During my trip to SuperOregon this month, several associates reminded me I have not followed through on any of my get-rich-quick schemes. Specifically, they yearn to shop at Big Scai’s Beer Frontier.
“If you’re going to keep doing the same work, why even bother getting fired?!” one person [my first boss, ironically] said to me.
SuperOregon is a land of innovation. When I worked there, they were destroying the nation’s largest stockpile of chemical weapons. I even had to wear a pager [I’m not an old man, but that was the most efficient technology available at the time] to alert me if there had been an issue at the chemical depot, and I had to rush to the station to warn the townsfolk. In reality, that likely would have played out as me yelling, “You gotta get outta here!” out the window as I drove out of town.
A nuclear reservation to the north processed the plutonium for the bomb dropped on Hiroshima. That became the site of the biggest environmental cleanup in American history when radioactive material started showing up in the Columbia River.
That also may explain why they were so finicky about us being ready to warn people if something went gunnysack at the chemical depot. Although if the depot started leaking mustard gas, it would have just given the Columbia River salmon just a soupcon of tang.

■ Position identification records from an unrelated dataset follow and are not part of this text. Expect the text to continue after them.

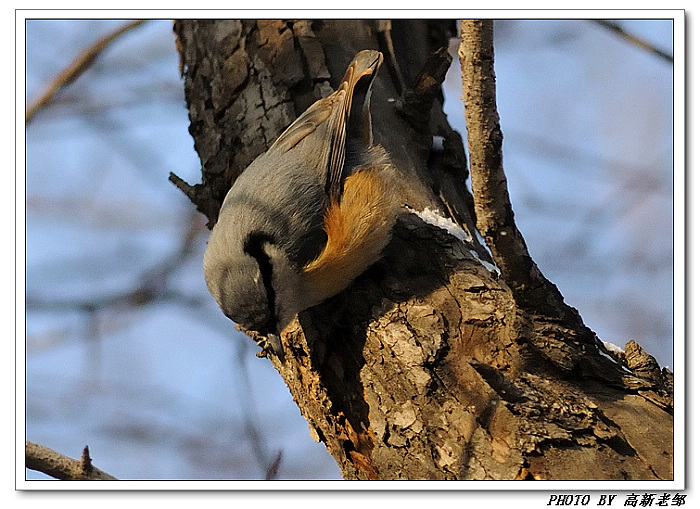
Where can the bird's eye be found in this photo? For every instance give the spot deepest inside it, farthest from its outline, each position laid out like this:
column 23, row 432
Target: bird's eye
column 254, row 247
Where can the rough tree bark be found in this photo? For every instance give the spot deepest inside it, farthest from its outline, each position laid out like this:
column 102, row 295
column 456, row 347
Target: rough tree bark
column 434, row 364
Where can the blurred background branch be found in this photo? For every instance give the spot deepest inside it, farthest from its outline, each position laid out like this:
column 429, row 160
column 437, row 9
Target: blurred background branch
column 77, row 67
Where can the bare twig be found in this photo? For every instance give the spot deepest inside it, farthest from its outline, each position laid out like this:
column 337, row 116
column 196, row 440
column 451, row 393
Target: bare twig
column 77, row 67
column 54, row 464
column 637, row 41
column 495, row 218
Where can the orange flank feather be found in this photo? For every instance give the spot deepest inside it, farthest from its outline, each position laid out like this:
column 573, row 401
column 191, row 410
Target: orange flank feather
column 358, row 228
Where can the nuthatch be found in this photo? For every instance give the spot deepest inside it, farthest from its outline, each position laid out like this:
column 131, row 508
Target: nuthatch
column 309, row 215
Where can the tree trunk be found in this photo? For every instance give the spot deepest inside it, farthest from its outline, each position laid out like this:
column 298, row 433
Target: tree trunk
column 434, row 364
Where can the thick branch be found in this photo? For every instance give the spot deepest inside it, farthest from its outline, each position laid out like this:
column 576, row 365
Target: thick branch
column 50, row 462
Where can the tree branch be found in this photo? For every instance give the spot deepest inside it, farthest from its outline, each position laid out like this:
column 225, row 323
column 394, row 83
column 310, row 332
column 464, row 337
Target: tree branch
column 77, row 67
column 54, row 464
column 637, row 41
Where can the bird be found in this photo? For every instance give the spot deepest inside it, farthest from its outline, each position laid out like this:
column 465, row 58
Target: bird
column 307, row 216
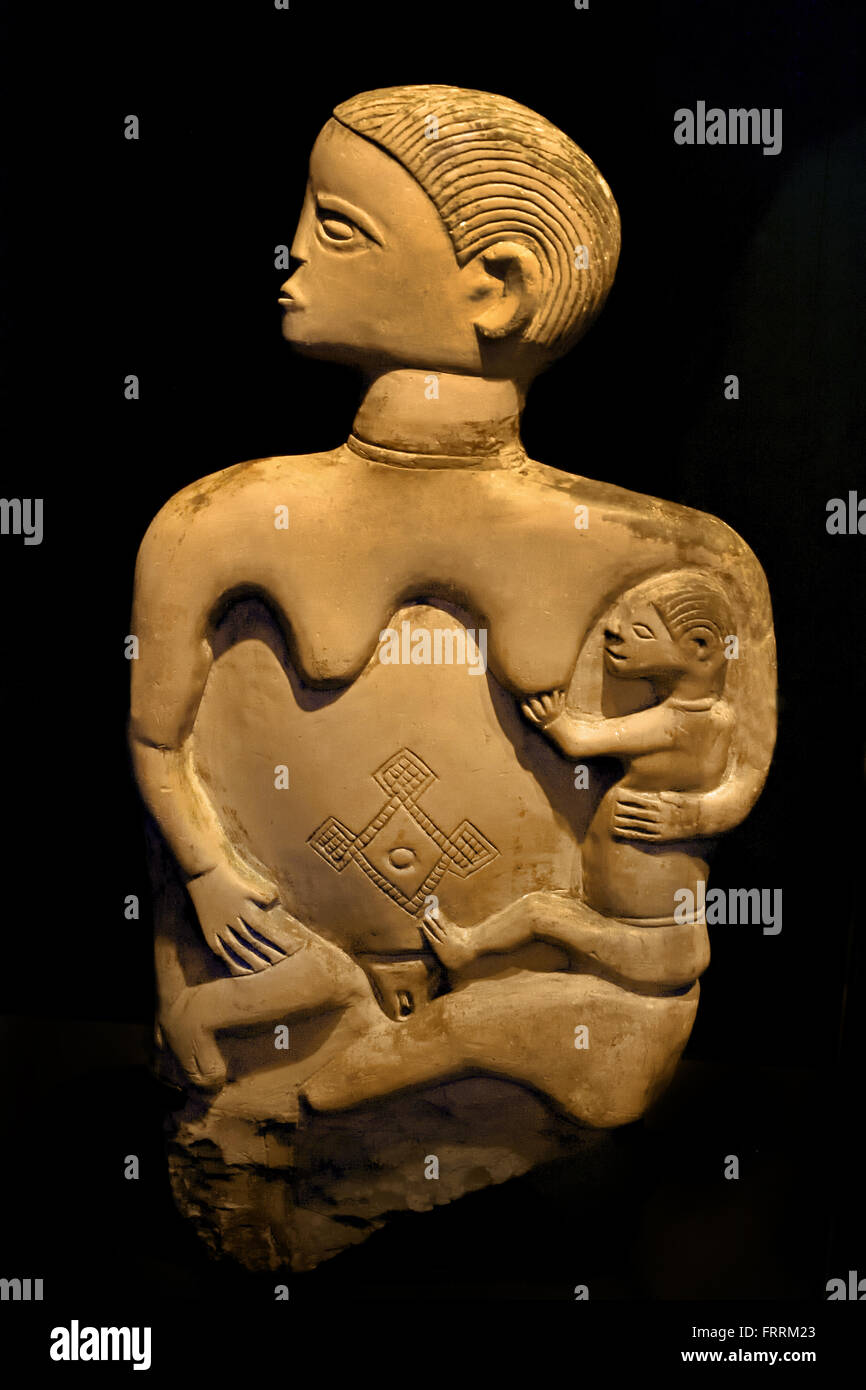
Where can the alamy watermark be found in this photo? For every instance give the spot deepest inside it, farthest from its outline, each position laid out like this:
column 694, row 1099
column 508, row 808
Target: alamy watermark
column 736, row 906
column 21, row 516
column 434, row 647
column 737, row 125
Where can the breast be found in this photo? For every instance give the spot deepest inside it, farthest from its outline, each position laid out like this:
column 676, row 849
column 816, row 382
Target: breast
column 417, row 779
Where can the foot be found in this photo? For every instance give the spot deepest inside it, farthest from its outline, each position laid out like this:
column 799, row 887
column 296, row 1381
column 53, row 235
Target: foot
column 453, row 944
column 193, row 1044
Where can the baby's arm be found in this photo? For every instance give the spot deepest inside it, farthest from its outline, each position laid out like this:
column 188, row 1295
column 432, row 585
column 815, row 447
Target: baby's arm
column 585, row 736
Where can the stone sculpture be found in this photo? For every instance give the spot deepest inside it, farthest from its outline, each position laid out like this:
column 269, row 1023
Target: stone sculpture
column 431, row 734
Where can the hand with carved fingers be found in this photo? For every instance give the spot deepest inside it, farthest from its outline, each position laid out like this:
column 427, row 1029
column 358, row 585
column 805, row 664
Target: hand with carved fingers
column 453, row 944
column 655, row 818
column 239, row 916
column 544, row 709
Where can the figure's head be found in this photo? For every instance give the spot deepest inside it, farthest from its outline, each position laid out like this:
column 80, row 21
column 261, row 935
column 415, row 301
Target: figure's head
column 452, row 230
column 670, row 626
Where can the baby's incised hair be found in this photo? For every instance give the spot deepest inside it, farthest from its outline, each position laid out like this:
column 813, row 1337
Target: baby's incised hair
column 688, row 601
column 496, row 171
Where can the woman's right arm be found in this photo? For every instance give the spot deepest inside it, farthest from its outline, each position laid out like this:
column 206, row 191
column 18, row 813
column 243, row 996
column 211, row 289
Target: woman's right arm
column 180, row 577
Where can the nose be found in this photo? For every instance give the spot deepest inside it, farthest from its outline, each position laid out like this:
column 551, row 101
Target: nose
column 295, row 263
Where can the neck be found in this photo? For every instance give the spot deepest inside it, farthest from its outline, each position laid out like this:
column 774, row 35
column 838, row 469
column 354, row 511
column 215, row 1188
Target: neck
column 441, row 417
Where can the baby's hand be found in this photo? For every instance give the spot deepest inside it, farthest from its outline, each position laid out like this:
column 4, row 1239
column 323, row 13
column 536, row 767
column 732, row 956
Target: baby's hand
column 544, row 709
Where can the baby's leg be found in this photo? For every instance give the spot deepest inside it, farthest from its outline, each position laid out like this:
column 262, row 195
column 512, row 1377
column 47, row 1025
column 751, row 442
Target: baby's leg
column 506, row 930
column 314, row 979
column 660, row 958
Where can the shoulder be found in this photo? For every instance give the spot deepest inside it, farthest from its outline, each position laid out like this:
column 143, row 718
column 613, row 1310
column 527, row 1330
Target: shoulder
column 645, row 516
column 211, row 509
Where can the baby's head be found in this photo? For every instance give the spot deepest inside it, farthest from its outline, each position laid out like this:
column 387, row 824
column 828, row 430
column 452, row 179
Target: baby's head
column 670, row 626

Now that both the Umatilla Chemical Depot and Hanford Nuclear Reservation are cleaned up, SuperOregon needs a trailblazer to forge a new path for the area.
For example, the Hermiston melon is a celebrated crop in the Pacific Northwest. Because the area east of the Cascades in Oregon is a desert, it gets very hot during the day so the watermelons grow quickly. At night, because it’s dry, the air cools quickly, so the watermelon doesn’t have to use a lot of energy, freeing up the sugar inside to do whatever sugar does to become delicious.
“You haven’t truly enjoyed a watermelon until you’ve enjoyed a Hermiston melon,” I thought to myself. “Or, failing that, the Friendly’s Watermelon Roll.”
I decided to ship a Hermiston melon home to Fort Worth and one to the family back on Ohio.
“Oh, they’re very fragile,” the melonsmith at Bellinger Farms lamented.
“But you need a sledge hammer to break them open!” I reasoned.
He started discussing the issue with an associate who reported they had shipped watermelons before. She said packaging alone would cost about $100, and they couldn’t make any guarantees. Also, the US Postal Service told me not to.
I refuse to accept we live in a world where we can’t ship watermelons.
Just before I left, I covered the 60th anniversary of John F. Kennedy’s speech in Houston where he pledged to go to the moon and do the other things. Until then, I didn’t know what the other things encompassed, but theses grand accomplishments included [true story] Rice playing Texas.
So I shouldn’t be held back from launching into the Beer Frontier, either. The backstory includes a workaround for Oregon’s law against drive-through liquor stores. Instead of driving through, you’d pull into a parking space and the Beer Frontierstress would roller skate out with your order. My associates and I discussed the plan, complete with the schematics I forged scientifically back when I lived there.
We talked through the plan the night before the rodeo. Much like a previous discussion back in Texas about time travel, this occurred while we enjoyed some of the product we’d be selling. They suggested a tap room. People from Portland keep moving to Hermiston because SuperOregonians treat each other right, and those who hail from StandardOregon would feel more at home with a microbrew. Instead of only providing drive-thru service, we also give people the opportunity to make a day of it.
In conclusion, the editorial board here at 1 Scaianalysis Esplanade chooses to ship watermelons and open the Beer Frontier not because they are easy, but because they are hard. We won’t be doing any other things though. We’re already kind of busy.